The study, funded by the Diabetes Ireland Research Alliance and the Health Research Board (HRB), investigated the causes of this psychological distress by conducting in-depth interviews with young Irish adults in their twenties with type 1 diabetes and healthcare professionals who work closely with these young adults.
Co-investigator of the study, Professor Seamus Sreenan, Consultant in Diabetes and Endocrinology at Connolly Hospital and Director of the RCSI Graduate Entry Programme said, 'We focused on people in their twenties because this is a time in the lives of many young people where they are beginning their careers, starting relationships and moving to adult health services, all the while trying to manage their diabetes. This can lead some young people to feel overwhelmed.'
The research found that diabetes-related psychological distress can be moderated by having opportunities to talk to healthcare professionals about their frustrations, attending diabetes education programmes and joining peer support groups. Young Irish diabetes patients are reluctant to open up and speak about psychological issues with healthcare professionals due to infrequent and short clinical appointment times and unfamiliarity with their clinician.

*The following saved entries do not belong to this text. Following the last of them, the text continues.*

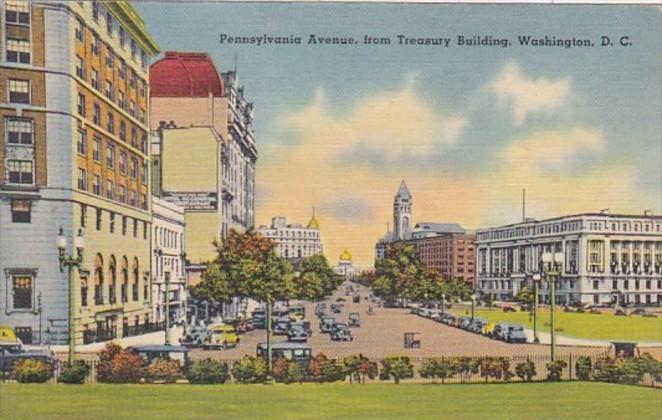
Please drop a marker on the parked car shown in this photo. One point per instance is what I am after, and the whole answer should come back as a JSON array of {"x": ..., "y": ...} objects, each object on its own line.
[
  {"x": 194, "y": 335},
  {"x": 297, "y": 352},
  {"x": 341, "y": 332},
  {"x": 516, "y": 334},
  {"x": 354, "y": 319},
  {"x": 299, "y": 331},
  {"x": 282, "y": 325},
  {"x": 326, "y": 324},
  {"x": 477, "y": 325},
  {"x": 221, "y": 336}
]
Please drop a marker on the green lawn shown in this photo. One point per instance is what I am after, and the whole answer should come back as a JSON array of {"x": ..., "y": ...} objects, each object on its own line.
[
  {"x": 332, "y": 401},
  {"x": 604, "y": 326}
]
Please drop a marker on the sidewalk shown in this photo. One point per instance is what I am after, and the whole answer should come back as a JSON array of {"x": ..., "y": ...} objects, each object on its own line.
[{"x": 154, "y": 338}]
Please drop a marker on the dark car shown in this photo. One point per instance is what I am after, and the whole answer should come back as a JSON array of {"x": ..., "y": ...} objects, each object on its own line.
[
  {"x": 341, "y": 332},
  {"x": 326, "y": 324}
]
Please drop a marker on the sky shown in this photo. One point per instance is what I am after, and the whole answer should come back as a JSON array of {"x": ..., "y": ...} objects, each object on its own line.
[{"x": 467, "y": 127}]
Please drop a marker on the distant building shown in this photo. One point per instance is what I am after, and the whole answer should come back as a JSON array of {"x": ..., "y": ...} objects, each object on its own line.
[
  {"x": 443, "y": 247},
  {"x": 168, "y": 263},
  {"x": 294, "y": 240},
  {"x": 345, "y": 266},
  {"x": 607, "y": 257}
]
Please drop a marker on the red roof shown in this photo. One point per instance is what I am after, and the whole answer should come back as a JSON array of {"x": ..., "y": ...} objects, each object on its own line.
[{"x": 185, "y": 74}]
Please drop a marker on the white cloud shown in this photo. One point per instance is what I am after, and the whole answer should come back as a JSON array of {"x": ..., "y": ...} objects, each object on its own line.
[{"x": 529, "y": 95}]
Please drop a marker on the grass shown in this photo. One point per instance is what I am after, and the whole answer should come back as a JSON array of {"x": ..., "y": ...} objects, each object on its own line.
[
  {"x": 570, "y": 400},
  {"x": 605, "y": 326}
]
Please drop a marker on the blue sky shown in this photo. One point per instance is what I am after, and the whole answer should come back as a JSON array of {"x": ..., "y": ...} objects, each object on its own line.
[{"x": 338, "y": 127}]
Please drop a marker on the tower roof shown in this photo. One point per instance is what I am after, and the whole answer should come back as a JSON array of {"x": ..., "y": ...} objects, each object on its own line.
[
  {"x": 403, "y": 191},
  {"x": 185, "y": 74}
]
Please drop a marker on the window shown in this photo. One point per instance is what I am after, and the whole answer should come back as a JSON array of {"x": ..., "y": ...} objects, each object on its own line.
[
  {"x": 80, "y": 30},
  {"x": 121, "y": 102},
  {"x": 96, "y": 184},
  {"x": 96, "y": 114},
  {"x": 19, "y": 91},
  {"x": 122, "y": 71},
  {"x": 81, "y": 105},
  {"x": 94, "y": 80},
  {"x": 96, "y": 149},
  {"x": 112, "y": 222},
  {"x": 95, "y": 43},
  {"x": 123, "y": 162},
  {"x": 110, "y": 156},
  {"x": 19, "y": 130},
  {"x": 18, "y": 51},
  {"x": 122, "y": 194},
  {"x": 21, "y": 211},
  {"x": 22, "y": 287},
  {"x": 111, "y": 123},
  {"x": 82, "y": 179},
  {"x": 134, "y": 168},
  {"x": 20, "y": 171},
  {"x": 99, "y": 218},
  {"x": 110, "y": 58},
  {"x": 110, "y": 189},
  {"x": 83, "y": 215},
  {"x": 123, "y": 130},
  {"x": 17, "y": 12}
]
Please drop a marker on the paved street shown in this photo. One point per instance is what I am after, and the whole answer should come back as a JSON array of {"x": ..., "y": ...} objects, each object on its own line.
[{"x": 382, "y": 335}]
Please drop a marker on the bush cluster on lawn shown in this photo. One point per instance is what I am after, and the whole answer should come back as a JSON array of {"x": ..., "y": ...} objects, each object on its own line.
[
  {"x": 32, "y": 371},
  {"x": 396, "y": 367},
  {"x": 74, "y": 373},
  {"x": 250, "y": 370},
  {"x": 208, "y": 372},
  {"x": 163, "y": 370},
  {"x": 117, "y": 365}
]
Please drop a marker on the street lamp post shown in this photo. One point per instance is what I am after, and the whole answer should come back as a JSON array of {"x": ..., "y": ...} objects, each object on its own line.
[
  {"x": 552, "y": 262},
  {"x": 473, "y": 305},
  {"x": 71, "y": 262}
]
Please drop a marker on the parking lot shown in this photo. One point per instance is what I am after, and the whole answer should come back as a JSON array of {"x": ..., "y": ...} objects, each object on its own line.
[{"x": 382, "y": 334}]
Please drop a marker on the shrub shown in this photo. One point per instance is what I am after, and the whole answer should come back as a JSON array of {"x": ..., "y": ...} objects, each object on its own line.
[
  {"x": 323, "y": 369},
  {"x": 583, "y": 368},
  {"x": 163, "y": 370},
  {"x": 526, "y": 370},
  {"x": 32, "y": 371},
  {"x": 250, "y": 370},
  {"x": 208, "y": 372},
  {"x": 555, "y": 369},
  {"x": 119, "y": 365},
  {"x": 74, "y": 374},
  {"x": 397, "y": 367}
]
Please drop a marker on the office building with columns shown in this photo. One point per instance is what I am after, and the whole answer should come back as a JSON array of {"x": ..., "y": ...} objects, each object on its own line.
[
  {"x": 607, "y": 258},
  {"x": 73, "y": 156}
]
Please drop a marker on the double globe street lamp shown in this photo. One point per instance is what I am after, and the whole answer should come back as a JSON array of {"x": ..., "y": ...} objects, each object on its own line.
[{"x": 71, "y": 262}]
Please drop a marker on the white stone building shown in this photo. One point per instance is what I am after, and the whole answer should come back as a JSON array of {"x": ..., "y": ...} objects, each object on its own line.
[
  {"x": 168, "y": 261},
  {"x": 607, "y": 257},
  {"x": 294, "y": 240}
]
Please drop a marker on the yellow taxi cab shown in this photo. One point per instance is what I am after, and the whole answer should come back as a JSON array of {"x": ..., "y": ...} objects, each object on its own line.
[{"x": 221, "y": 336}]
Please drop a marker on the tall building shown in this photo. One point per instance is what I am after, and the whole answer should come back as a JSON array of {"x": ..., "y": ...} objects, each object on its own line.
[
  {"x": 607, "y": 257},
  {"x": 168, "y": 263},
  {"x": 294, "y": 240},
  {"x": 402, "y": 218},
  {"x": 74, "y": 156},
  {"x": 201, "y": 120}
]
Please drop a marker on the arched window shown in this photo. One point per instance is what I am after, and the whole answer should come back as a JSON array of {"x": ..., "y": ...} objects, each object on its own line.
[
  {"x": 125, "y": 280},
  {"x": 112, "y": 274},
  {"x": 136, "y": 279},
  {"x": 98, "y": 280}
]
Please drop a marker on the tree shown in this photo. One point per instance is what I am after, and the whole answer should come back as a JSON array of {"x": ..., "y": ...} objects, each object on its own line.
[{"x": 247, "y": 266}]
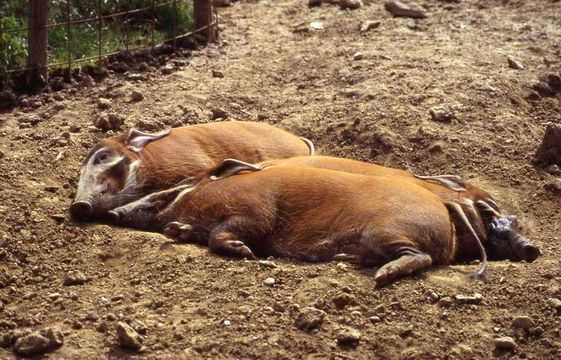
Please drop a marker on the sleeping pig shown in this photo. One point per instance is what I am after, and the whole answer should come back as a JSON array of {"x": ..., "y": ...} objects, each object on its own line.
[{"x": 126, "y": 167}]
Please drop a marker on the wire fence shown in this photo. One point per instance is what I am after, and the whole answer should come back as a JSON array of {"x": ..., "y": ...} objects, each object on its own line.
[{"x": 39, "y": 34}]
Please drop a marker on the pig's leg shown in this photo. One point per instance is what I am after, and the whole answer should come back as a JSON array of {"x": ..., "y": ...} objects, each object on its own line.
[
  {"x": 408, "y": 260},
  {"x": 225, "y": 238},
  {"x": 178, "y": 231}
]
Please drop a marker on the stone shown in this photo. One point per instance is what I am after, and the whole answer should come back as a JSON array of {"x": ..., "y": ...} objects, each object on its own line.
[
  {"x": 401, "y": 9},
  {"x": 367, "y": 25},
  {"x": 217, "y": 74},
  {"x": 316, "y": 25},
  {"x": 523, "y": 322},
  {"x": 505, "y": 343},
  {"x": 107, "y": 122},
  {"x": 127, "y": 337},
  {"x": 555, "y": 303},
  {"x": 350, "y": 4},
  {"x": 39, "y": 342},
  {"x": 553, "y": 188},
  {"x": 348, "y": 337},
  {"x": 136, "y": 96},
  {"x": 267, "y": 264},
  {"x": 310, "y": 319},
  {"x": 549, "y": 151},
  {"x": 103, "y": 103},
  {"x": 343, "y": 300},
  {"x": 441, "y": 114},
  {"x": 7, "y": 99},
  {"x": 219, "y": 113},
  {"x": 552, "y": 169},
  {"x": 75, "y": 278},
  {"x": 515, "y": 64},
  {"x": 476, "y": 298},
  {"x": 168, "y": 69},
  {"x": 554, "y": 82}
]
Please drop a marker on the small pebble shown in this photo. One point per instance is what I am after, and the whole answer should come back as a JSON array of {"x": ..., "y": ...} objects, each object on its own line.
[
  {"x": 348, "y": 337},
  {"x": 523, "y": 322},
  {"x": 505, "y": 343},
  {"x": 127, "y": 337}
]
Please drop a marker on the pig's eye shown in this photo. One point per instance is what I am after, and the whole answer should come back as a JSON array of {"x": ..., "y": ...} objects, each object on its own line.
[{"x": 101, "y": 157}]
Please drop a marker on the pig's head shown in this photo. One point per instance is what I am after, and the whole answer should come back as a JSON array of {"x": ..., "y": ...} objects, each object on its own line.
[
  {"x": 505, "y": 241},
  {"x": 109, "y": 176},
  {"x": 152, "y": 212}
]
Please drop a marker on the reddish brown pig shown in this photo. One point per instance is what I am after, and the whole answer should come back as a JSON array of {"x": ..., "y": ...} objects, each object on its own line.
[
  {"x": 480, "y": 224},
  {"x": 124, "y": 168},
  {"x": 309, "y": 214}
]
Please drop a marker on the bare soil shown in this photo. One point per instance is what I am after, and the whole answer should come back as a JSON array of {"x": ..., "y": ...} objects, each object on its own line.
[{"x": 373, "y": 106}]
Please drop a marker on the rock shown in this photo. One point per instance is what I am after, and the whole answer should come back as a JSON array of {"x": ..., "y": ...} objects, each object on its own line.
[
  {"x": 7, "y": 99},
  {"x": 476, "y": 298},
  {"x": 103, "y": 103},
  {"x": 136, "y": 96},
  {"x": 217, "y": 74},
  {"x": 441, "y": 114},
  {"x": 368, "y": 25},
  {"x": 39, "y": 342},
  {"x": 107, "y": 122},
  {"x": 461, "y": 351},
  {"x": 343, "y": 300},
  {"x": 552, "y": 169},
  {"x": 127, "y": 337},
  {"x": 168, "y": 69},
  {"x": 75, "y": 278},
  {"x": 348, "y": 337},
  {"x": 549, "y": 151},
  {"x": 515, "y": 64},
  {"x": 310, "y": 319},
  {"x": 505, "y": 343},
  {"x": 400, "y": 9},
  {"x": 267, "y": 264},
  {"x": 543, "y": 89},
  {"x": 523, "y": 322},
  {"x": 555, "y": 303},
  {"x": 219, "y": 113},
  {"x": 554, "y": 82},
  {"x": 350, "y": 4},
  {"x": 269, "y": 281},
  {"x": 553, "y": 188},
  {"x": 316, "y": 25}
]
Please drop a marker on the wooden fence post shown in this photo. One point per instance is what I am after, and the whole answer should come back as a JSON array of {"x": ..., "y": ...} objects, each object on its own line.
[
  {"x": 38, "y": 38},
  {"x": 204, "y": 18}
]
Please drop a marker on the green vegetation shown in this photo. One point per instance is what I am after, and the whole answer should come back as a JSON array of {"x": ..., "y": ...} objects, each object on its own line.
[{"x": 117, "y": 33}]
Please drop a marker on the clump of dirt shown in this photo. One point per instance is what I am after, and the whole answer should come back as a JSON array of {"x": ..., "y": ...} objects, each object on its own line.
[{"x": 360, "y": 94}]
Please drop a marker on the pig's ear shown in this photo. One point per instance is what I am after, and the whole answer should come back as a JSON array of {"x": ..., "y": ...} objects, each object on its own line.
[
  {"x": 231, "y": 167},
  {"x": 137, "y": 140}
]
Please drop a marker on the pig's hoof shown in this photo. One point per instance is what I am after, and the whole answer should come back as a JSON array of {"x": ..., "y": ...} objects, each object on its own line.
[
  {"x": 178, "y": 231},
  {"x": 237, "y": 248}
]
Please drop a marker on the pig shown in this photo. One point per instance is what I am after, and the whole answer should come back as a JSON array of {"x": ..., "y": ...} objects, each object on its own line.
[
  {"x": 124, "y": 168},
  {"x": 311, "y": 214},
  {"x": 479, "y": 219}
]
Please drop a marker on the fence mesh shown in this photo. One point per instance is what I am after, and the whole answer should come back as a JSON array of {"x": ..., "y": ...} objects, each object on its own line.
[{"x": 90, "y": 30}]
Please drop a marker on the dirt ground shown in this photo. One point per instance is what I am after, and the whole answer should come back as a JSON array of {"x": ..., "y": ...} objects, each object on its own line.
[{"x": 371, "y": 106}]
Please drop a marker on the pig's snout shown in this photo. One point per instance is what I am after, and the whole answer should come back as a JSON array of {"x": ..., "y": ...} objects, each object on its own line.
[
  {"x": 114, "y": 216},
  {"x": 81, "y": 210}
]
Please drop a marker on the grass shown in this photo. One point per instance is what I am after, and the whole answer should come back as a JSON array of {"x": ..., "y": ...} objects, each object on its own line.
[{"x": 83, "y": 38}]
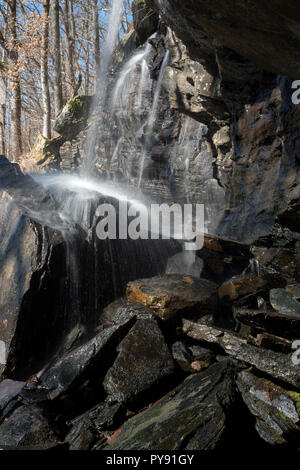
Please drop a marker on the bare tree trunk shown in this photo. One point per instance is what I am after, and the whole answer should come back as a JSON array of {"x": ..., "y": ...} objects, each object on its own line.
[
  {"x": 87, "y": 52},
  {"x": 3, "y": 95},
  {"x": 58, "y": 97},
  {"x": 96, "y": 34},
  {"x": 44, "y": 71},
  {"x": 69, "y": 50},
  {"x": 16, "y": 109}
]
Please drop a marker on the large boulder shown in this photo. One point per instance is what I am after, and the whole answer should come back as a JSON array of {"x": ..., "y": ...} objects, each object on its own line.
[
  {"x": 276, "y": 409},
  {"x": 167, "y": 295},
  {"x": 144, "y": 361},
  {"x": 27, "y": 427}
]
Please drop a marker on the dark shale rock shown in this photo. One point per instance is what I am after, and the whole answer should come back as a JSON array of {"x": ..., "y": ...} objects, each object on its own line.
[
  {"x": 178, "y": 265},
  {"x": 269, "y": 321},
  {"x": 144, "y": 361},
  {"x": 277, "y": 262},
  {"x": 275, "y": 343},
  {"x": 27, "y": 427},
  {"x": 182, "y": 356},
  {"x": 192, "y": 359},
  {"x": 119, "y": 311},
  {"x": 88, "y": 428},
  {"x": 202, "y": 357},
  {"x": 83, "y": 435},
  {"x": 192, "y": 417},
  {"x": 166, "y": 295},
  {"x": 272, "y": 363},
  {"x": 240, "y": 286},
  {"x": 285, "y": 303},
  {"x": 9, "y": 390},
  {"x": 59, "y": 377},
  {"x": 276, "y": 409}
]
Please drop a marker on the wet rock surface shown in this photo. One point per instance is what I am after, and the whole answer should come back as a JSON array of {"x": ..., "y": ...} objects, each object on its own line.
[
  {"x": 193, "y": 416},
  {"x": 167, "y": 295},
  {"x": 26, "y": 427},
  {"x": 285, "y": 303},
  {"x": 226, "y": 135},
  {"x": 144, "y": 360},
  {"x": 276, "y": 410}
]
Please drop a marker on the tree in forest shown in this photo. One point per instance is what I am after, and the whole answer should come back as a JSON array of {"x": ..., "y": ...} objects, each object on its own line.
[{"x": 50, "y": 51}]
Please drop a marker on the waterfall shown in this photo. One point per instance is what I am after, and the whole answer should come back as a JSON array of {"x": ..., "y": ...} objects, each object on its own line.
[
  {"x": 151, "y": 117},
  {"x": 102, "y": 86}
]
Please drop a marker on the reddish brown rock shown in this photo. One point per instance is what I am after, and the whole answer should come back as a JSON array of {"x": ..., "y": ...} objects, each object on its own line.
[
  {"x": 241, "y": 285},
  {"x": 166, "y": 295}
]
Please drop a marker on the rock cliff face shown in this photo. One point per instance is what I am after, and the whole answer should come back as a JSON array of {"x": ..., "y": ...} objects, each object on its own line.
[
  {"x": 220, "y": 77},
  {"x": 93, "y": 365}
]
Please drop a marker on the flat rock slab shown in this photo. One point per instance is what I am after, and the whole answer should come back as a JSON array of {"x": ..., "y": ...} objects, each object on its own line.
[
  {"x": 144, "y": 360},
  {"x": 276, "y": 409},
  {"x": 277, "y": 365},
  {"x": 58, "y": 378},
  {"x": 285, "y": 303},
  {"x": 241, "y": 285},
  {"x": 166, "y": 295},
  {"x": 270, "y": 321},
  {"x": 192, "y": 417}
]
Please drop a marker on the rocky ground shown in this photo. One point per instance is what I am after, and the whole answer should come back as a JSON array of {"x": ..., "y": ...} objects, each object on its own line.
[
  {"x": 179, "y": 363},
  {"x": 171, "y": 361}
]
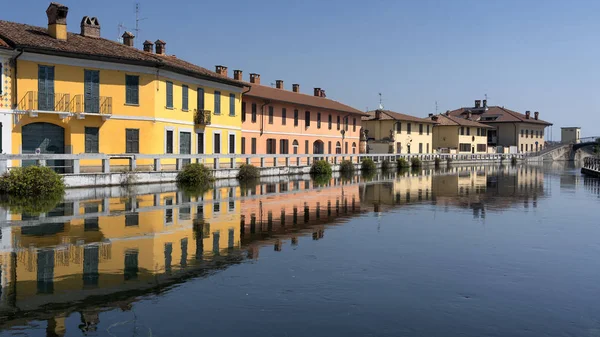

Prof Sreenan explained, 'Psychological distress is an important issue in young people with type 1 diabetes in this age group. We believe the findings indicate the importance of healthcare professionals focusing on the emotional states of young people with diabetes, as well as their physical condition.'
Young Irish adults are now turning to social media sites, such as Twitter and Facebook, for social and psychological support instead of seeking this from healthcare professionals.
The subjects of the study felt that having opportunities to talk to healthcare professionals about diabetes distress should be a component of standard diabetes care.